Con la dichiarazione di fallimento l’attività d’impresa s’interrompe e i beni aziendali sono destinati ad essere liquidati per soddisfare i creditori; tuttavia ci sono dei casi in cui è preferibile attivare un esercizio provvisorio o

una continuazione temporanea. Nel primo caso si ha con la dichiarazione di fallimento. Il tribunale che lo dichiara nella sentenza può disporre l’esercizio provvisorio dell’impresa, anche limitatamente ad un solo ramo dell’azienda, se dall’interruzione può derivare un danno grave, purché non arrechi pregiudizio ai creditori. In questa fase tutti i contratti pendenti proseguono salvo che il curatore non intenda sospenderli o scioglierli.

La seconda interviene dopo che è stato nominato il comitato dei creditori che deve pronunziarsi sull’opportunità di continuare o di riprendere, in tutto o in parte, l’esercizio dell’impresa, fissandone anche la durata. La continuazione dell’attività può però comportare l’assorbimento di larga parte dell’attivo dei nuovi creditori.

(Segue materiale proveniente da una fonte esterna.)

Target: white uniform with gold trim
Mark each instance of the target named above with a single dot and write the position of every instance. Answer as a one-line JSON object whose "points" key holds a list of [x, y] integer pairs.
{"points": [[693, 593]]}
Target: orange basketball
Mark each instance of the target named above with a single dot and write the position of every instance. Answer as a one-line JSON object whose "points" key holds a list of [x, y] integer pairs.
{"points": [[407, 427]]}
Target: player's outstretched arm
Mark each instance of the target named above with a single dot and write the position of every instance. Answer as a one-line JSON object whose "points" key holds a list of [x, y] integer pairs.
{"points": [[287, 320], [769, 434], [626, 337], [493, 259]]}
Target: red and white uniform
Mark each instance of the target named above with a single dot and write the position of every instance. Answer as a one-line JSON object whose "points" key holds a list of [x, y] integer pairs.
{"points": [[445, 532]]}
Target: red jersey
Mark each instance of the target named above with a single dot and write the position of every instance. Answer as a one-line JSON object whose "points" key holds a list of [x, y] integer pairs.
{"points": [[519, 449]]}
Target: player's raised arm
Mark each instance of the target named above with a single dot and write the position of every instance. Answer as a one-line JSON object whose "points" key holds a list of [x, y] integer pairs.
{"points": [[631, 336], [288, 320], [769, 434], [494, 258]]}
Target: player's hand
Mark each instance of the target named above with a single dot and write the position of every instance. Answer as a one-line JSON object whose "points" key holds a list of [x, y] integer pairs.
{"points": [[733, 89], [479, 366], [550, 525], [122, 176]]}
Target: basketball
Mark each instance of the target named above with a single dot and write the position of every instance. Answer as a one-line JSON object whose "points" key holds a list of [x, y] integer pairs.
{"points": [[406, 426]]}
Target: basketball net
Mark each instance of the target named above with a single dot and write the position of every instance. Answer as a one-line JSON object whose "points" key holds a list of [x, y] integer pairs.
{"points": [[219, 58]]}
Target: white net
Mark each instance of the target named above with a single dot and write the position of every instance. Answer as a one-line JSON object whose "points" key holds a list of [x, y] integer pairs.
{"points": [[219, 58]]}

(Affitto d’azienda). La riforma del 2006 ha introdotto una disciplina speciale dell’affitto d’azienda nel fallimento: l’affitto d’azienda o di specifici rami di essa è autorizzato dal giudice delegato, su proposta del curatore e previo parere favorevole del comitato dei creditori quando appaia utile al fine della più proficua vendita dell’azienda o di parti di essa.

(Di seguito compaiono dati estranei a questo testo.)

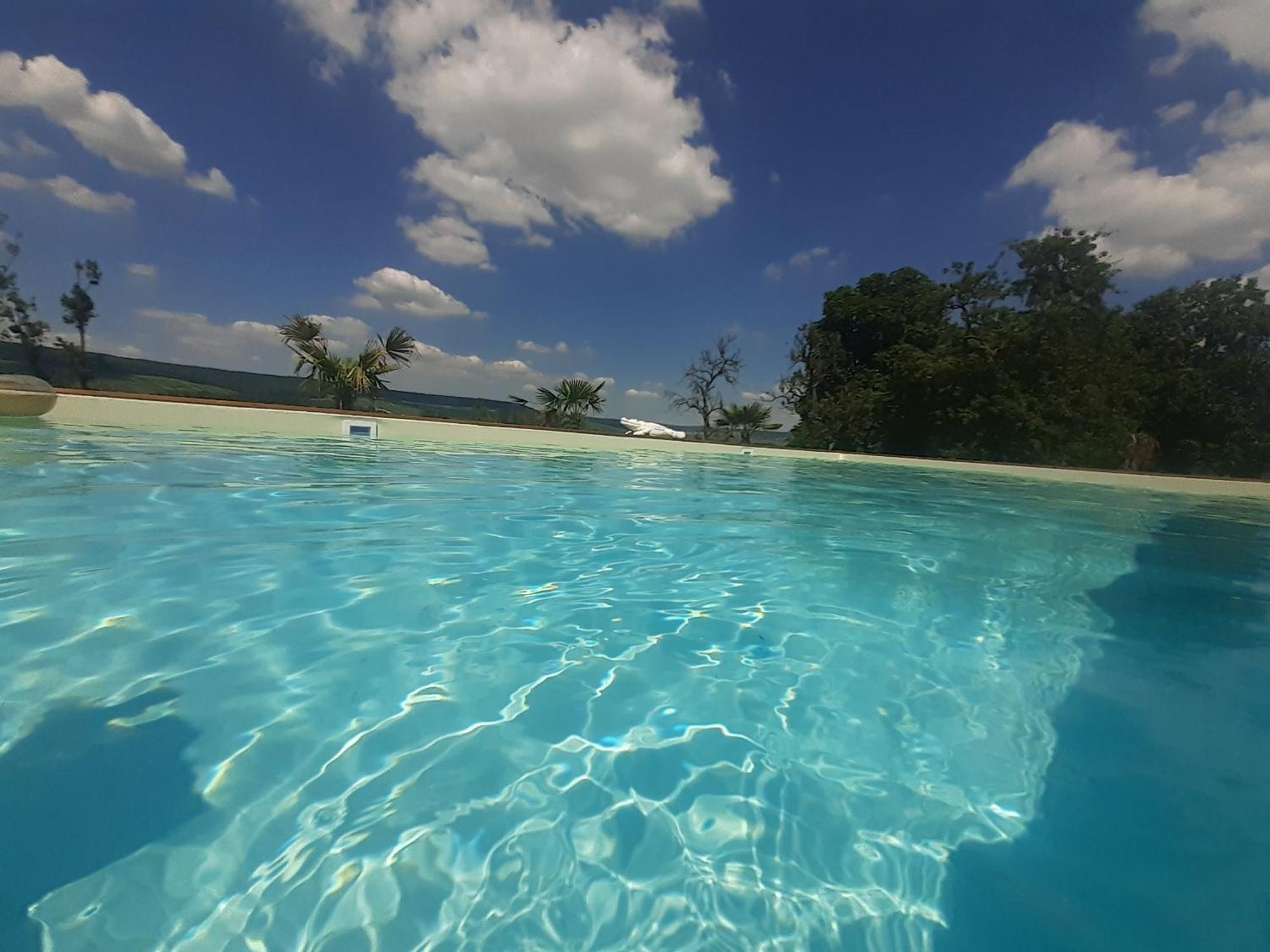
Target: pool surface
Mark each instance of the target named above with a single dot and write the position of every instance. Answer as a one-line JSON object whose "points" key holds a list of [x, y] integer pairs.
{"points": [[349, 696]]}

L’affittuario è scelto dal curatore che tiene conto non solo dell’ammontare del canone offerto, ma anche delle garanzie sulla prosecuzione dell’attività dell’impresa compresa anche la conservazione dei livelli occupazionali.  Da questo “contratto d’affitto”, per non ostacolare la liquidazione, il curatore ha diritto di recesso, previo compenso all’affittuario di un giusto indennizzo. Dei debiti sorti durante l’affitto il fallimento non assume nessuna responsabilità, neanche per quelli di lavoro.